Let \(G_1\) and \(G_2\) be groups and suppose \(\phi:G_1\to G_2\) is a homomorphism. Then \(\phi(a) = \phi(b)\) if and only if \(a\in b\ker(\phi)\).
One consequence of Theorem \(\PageIndex{7}\) is that if the kernel of a homomorphism has order \(k\), then the homomorphism is \(k\)-to-1. That is, every element in the range has exactly \(k\) elements from the domain that map to it. In particular, each of these collections of \(k\) elements corresponds to a coset of the kernel.
Suppose \(\phi:\mathbb{Z}_{20}\to\mathbb{Z}_{20}\) is a group homomorphism such that \(\ker(\phi)=\{0,5,10,15\}\). If \(\phi(13)=8\), determine all elements that \(\phi\) maps to 8.
The next result is a special case of Theorem \(\PageIndex{7}\).
Let \(G_1\) and \(G_2\) be groups and suppose \(\phi:G_1\to G_2\) is a homomorphism. Then \(\phi\) is one-to-one if and only if \(\ker(\phi)=\{e_1\}\), where \(e_1\) is the identity in \(G_1\).
Let \(G_1\) and \(G_2\) be groups and suppose \(\phi:G_1\to G_2\) is a homomorphism. Given a generating set for \(G_1\), the homomorphism \(\phi\) is uniquely determined by its action on the generating set for \(G_1\). In particular, if you have a word for a group element written in terms of the generators, just apply the homomorphic property to the word to find the image of the corresponding group element.
Suppose \(\phi: Q_8\to V_{4}\) is a group homomorphism satisfying \(\phi(i)=h\) and \(\phi(j)=v\).
- Find \(\phi(1)\), \(\phi(-1)\), \(\phi(k)\), \(\phi(-i)\), \(\phi(-j)\), and \(\phi(-k)\).
- Find \(\ker(\phi)\).
- What well-known group is \(Q_8/\ker(\phi)\) isomorphic to?
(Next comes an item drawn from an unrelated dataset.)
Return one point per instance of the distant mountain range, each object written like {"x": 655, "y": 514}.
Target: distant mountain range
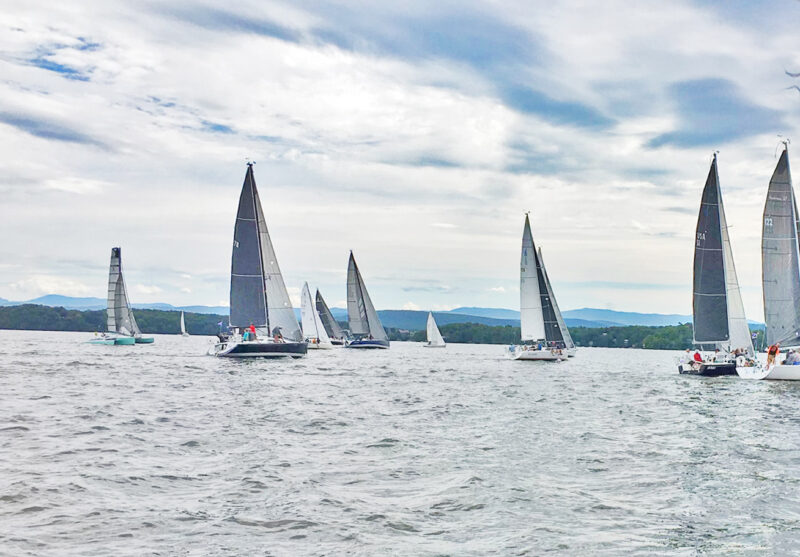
{"x": 408, "y": 319}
Find a non-trivial homomorphism from \(\mathbb{Z}_{10}\) to \(\mathbb{Z}_6\).
Find all non-trivial homomorphisms from \(\mathbb{Z}_3\) to \(\mathbb{Z}_6\).
Prove that the only homomorphism from \(D_3\) to \(\mathbb{Z}_3\) is the trivial homomorphism.
Let \(F\) be the set of all functions from \(\mathbb{R}\) to \(\mathbb{R}\) and let \(D\) be the subset of differentiable functions on \(\mathbb{R}\). It turns out that \(F\) is a group under addition of functions and \(D\) is a subgroup of \(F\) (you do not need to prove this). Define \(\phi:D\to F\) via \(\phi(f)=f'\) (where \(f'\) is the derivative of \(f\)). Prove that \(\phi\) is a homomorphism. You may recall facts from calculus without proving them. Is \(\phi\) one-to-one? Onto?